Measurement of Serum Vitamin E Concentration in Clinical CasesBy Dr. Bryan Waldridge · July 12, 2012
Measurement of serum vitamin E concentrations is used for the diagnosis of diseases associated with vitamin E deficiency as well as for other conditions that respond to vitamin E supplementation. Several studies have shown that serum vitamin E concentrations can fluctuate, especially in deficient horses. Most diagnostic laboratories accept a serum vitamin E concentration of 2 µg/ml or greater as indicative of adequate dietary vitamin E intake.
In a study of horses with clinical signs of vitamin E deficiency, Vanschandevijl and coworkers investigated the diagnostic value of measuring serum vitamin E concentration to assess vitamin E status. A single measurement of serum vitamin E concentration and a result indicating vitamin E deficiency had an 85% chance of identifying horses that were truly deficient in vitamin E. A single measurement of serum vitamin E concentration and a result of normal vitamin E concentration had a 90% chance of identifying horses that were truly not deficient in vitamin E.

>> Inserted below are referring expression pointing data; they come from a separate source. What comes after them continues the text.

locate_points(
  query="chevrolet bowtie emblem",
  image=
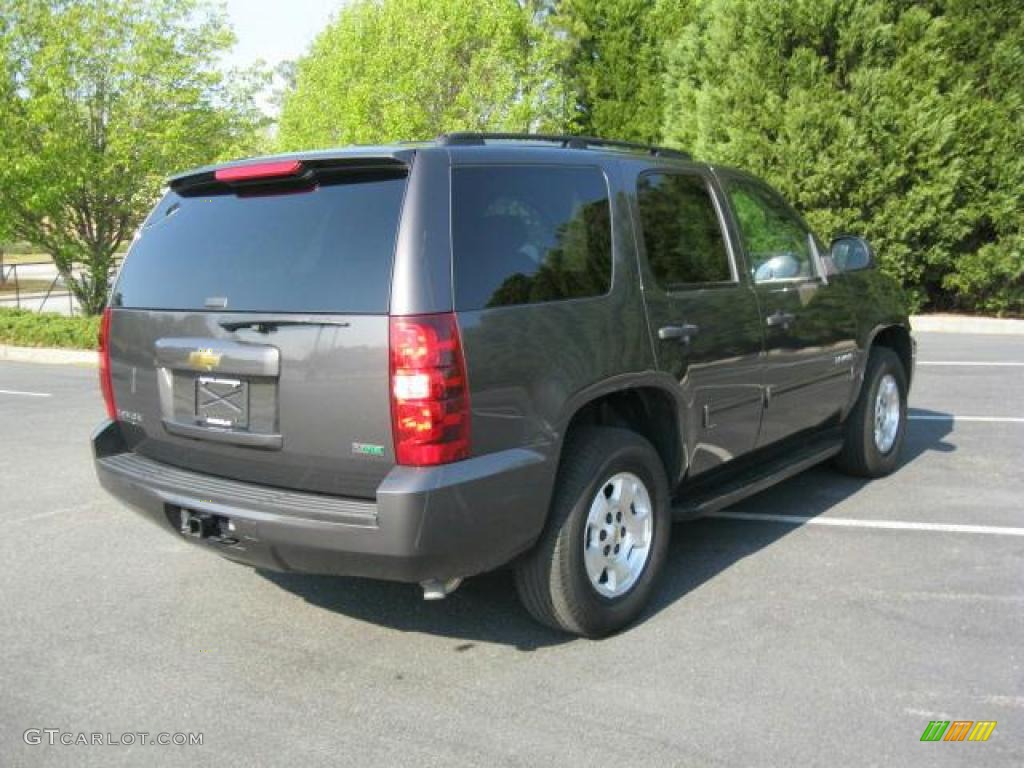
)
(205, 359)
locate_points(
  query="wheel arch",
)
(646, 407)
(896, 337)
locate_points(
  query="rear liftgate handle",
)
(780, 318)
(683, 333)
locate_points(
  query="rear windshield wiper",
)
(266, 326)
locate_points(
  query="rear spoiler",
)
(283, 173)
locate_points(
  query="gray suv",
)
(424, 361)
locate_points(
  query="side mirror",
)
(851, 254)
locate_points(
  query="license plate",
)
(221, 402)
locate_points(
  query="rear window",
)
(325, 250)
(524, 235)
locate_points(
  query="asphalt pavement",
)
(769, 643)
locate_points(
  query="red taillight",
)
(105, 383)
(429, 392)
(275, 169)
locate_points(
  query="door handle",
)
(779, 318)
(683, 333)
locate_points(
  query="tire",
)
(862, 455)
(554, 581)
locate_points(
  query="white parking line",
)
(990, 419)
(25, 394)
(847, 522)
(970, 363)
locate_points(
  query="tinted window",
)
(326, 250)
(525, 235)
(681, 231)
(777, 244)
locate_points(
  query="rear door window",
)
(525, 235)
(682, 235)
(328, 249)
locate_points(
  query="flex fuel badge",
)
(368, 449)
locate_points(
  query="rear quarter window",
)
(524, 235)
(329, 249)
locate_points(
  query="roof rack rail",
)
(473, 138)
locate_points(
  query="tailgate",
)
(249, 334)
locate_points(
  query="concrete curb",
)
(86, 357)
(960, 324)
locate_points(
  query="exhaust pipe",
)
(435, 589)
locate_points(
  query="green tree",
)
(899, 120)
(392, 70)
(613, 66)
(99, 100)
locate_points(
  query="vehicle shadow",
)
(485, 608)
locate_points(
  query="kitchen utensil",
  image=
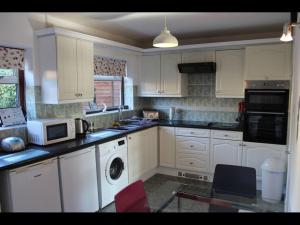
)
(151, 114)
(81, 126)
(12, 144)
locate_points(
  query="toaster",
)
(153, 115)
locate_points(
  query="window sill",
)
(106, 113)
(13, 127)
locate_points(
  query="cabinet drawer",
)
(192, 144)
(192, 132)
(225, 134)
(192, 162)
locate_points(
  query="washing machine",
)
(112, 169)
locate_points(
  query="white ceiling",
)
(139, 29)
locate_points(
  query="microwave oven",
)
(50, 131)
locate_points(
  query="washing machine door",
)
(114, 168)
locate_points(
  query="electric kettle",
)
(81, 126)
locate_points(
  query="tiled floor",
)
(160, 187)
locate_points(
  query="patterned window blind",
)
(109, 67)
(11, 58)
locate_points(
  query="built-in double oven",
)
(266, 111)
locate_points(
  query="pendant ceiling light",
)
(287, 34)
(165, 39)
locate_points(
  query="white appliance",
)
(78, 179)
(32, 188)
(50, 131)
(112, 169)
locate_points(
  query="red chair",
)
(133, 198)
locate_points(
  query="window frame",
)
(21, 95)
(122, 97)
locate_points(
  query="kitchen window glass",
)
(9, 88)
(109, 94)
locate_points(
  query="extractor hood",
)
(201, 67)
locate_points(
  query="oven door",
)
(267, 100)
(265, 127)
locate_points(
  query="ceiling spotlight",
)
(287, 32)
(165, 39)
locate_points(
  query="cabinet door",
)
(151, 138)
(268, 62)
(67, 68)
(170, 76)
(198, 56)
(167, 146)
(230, 73)
(225, 152)
(254, 154)
(35, 188)
(150, 76)
(135, 156)
(79, 181)
(85, 68)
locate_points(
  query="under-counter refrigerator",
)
(31, 188)
(78, 179)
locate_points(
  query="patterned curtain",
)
(109, 67)
(11, 58)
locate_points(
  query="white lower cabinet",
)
(254, 154)
(142, 153)
(192, 153)
(78, 176)
(167, 146)
(225, 152)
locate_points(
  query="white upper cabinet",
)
(268, 62)
(230, 73)
(171, 79)
(66, 69)
(160, 76)
(198, 56)
(150, 75)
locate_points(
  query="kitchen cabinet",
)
(167, 146)
(150, 75)
(78, 178)
(31, 188)
(230, 73)
(268, 62)
(192, 149)
(160, 76)
(142, 153)
(66, 69)
(254, 154)
(198, 56)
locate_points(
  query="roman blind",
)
(109, 66)
(11, 58)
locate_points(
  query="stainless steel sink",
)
(103, 133)
(125, 127)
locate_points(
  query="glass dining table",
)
(191, 198)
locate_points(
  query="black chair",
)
(232, 180)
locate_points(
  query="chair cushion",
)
(235, 180)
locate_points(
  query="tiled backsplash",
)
(201, 103)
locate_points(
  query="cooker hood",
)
(201, 67)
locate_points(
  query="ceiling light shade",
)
(287, 33)
(165, 39)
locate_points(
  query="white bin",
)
(272, 179)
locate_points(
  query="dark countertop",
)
(35, 153)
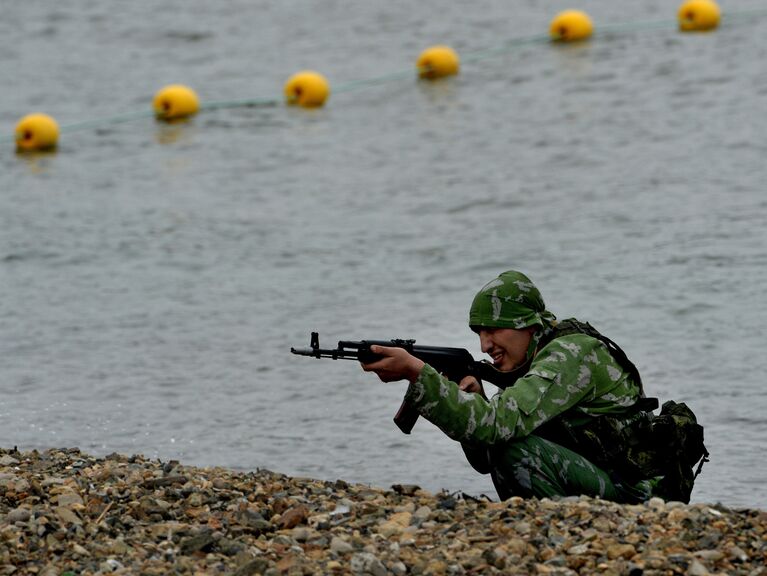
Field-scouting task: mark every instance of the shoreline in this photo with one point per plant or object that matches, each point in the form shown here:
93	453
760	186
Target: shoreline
64	512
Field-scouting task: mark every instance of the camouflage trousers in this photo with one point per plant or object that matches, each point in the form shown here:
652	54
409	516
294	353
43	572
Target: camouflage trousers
534	467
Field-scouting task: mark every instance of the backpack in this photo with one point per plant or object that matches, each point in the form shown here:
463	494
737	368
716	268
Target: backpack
639	444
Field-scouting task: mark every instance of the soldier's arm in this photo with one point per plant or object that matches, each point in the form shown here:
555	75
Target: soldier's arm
559	378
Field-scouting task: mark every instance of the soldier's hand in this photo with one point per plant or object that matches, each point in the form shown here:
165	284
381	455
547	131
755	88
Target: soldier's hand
396	364
471	384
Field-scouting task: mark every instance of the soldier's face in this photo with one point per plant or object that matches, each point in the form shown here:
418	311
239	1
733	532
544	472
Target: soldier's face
506	346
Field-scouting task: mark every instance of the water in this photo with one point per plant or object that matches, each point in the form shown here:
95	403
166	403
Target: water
153	278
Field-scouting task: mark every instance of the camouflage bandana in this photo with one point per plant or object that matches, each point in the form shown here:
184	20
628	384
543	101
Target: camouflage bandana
511	301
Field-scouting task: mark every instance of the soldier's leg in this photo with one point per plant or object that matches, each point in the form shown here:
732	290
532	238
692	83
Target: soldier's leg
533	466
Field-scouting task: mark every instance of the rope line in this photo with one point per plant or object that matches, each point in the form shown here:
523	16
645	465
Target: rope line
474	56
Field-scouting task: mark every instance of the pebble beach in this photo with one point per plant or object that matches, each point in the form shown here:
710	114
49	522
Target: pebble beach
64	512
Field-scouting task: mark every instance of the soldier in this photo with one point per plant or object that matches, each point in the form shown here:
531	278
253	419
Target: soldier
561	429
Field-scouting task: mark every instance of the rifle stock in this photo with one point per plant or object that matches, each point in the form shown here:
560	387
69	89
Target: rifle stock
453	363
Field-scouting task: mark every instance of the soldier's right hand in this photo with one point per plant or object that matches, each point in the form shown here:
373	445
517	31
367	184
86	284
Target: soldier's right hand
472	385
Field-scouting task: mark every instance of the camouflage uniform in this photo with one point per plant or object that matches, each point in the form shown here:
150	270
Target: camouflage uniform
572	378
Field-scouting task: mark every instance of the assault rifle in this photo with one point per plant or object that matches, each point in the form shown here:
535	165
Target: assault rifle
454	363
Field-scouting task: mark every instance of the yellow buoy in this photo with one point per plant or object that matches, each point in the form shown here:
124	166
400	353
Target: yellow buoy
36	132
699	15
306	88
571	25
437	62
175	101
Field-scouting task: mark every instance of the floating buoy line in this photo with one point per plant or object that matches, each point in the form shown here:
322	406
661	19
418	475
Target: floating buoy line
39	132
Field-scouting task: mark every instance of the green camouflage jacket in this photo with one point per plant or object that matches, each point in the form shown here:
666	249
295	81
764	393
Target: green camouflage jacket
573	376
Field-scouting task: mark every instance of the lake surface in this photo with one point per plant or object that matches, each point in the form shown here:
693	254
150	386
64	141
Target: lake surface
154	277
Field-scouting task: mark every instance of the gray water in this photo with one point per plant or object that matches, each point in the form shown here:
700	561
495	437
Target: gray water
154	277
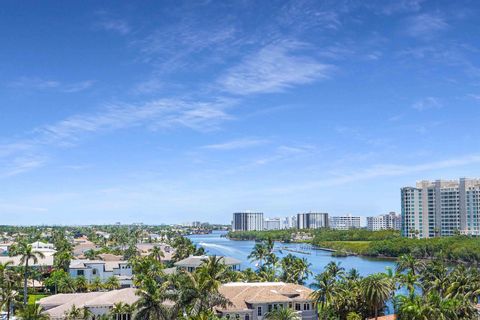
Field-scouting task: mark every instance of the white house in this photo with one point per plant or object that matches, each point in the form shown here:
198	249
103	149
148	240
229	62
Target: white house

Many equine diseases such as equine motor neuron disease (EMND), equine degenerative myelopathy (EDM), neuroaxonal dystrophy (NAD), and nutritional myodegeneration have been associated with deficient serum vitamin E (alpha-tocopherol) concentrations and are responsive to vitamin E supplementation.
In an experimental model of EMND in which horses were fed a diet deficient in vitamin E, half of the horses developed clinical signs of EMND and all of the horses had serum vitamin E concentrations below the expected normal range.
Equine degenerative myelopathy is a hereditary neurologic disease exacerbated by dietary vitamin E deficiency. In a field study, foals affected with EDM had significantly lower plasma alpha-tocopherol concentrations than foals that were sired by an unaffected stallion.
Neuroaxonal dystrophy is similar to EDM and a study on a breeding farm demonstrated deficient serum vitamin E concentrations in 93% of NAD affected horses that were sampled.
Supplementation of natural (d-alpha-tocopherol) water-soluble vitamin E has been shown to significantly increase vitamin E concentrations in both serum and cerebrospinal fluid. Horses supplemented with 2 to 20 times their vitamin E requirement for 10 days had an approximate two- to fourfold increase in their serum vitamin E concentrations, respectively.
There is good correlation between muscle and serum vitamin E concentrations, and supplementation increased both serum and muscle concentrations in horses deficient in vitamin E.
Vanschandevijl, K., H. Nollet, P. Deprez, et al. 2008. Variation in deficient vitamin E levels and impact on assessment of the vitamin E status in horses. Vlaams Diergeneeskundig Tijdschrift 78:28-33.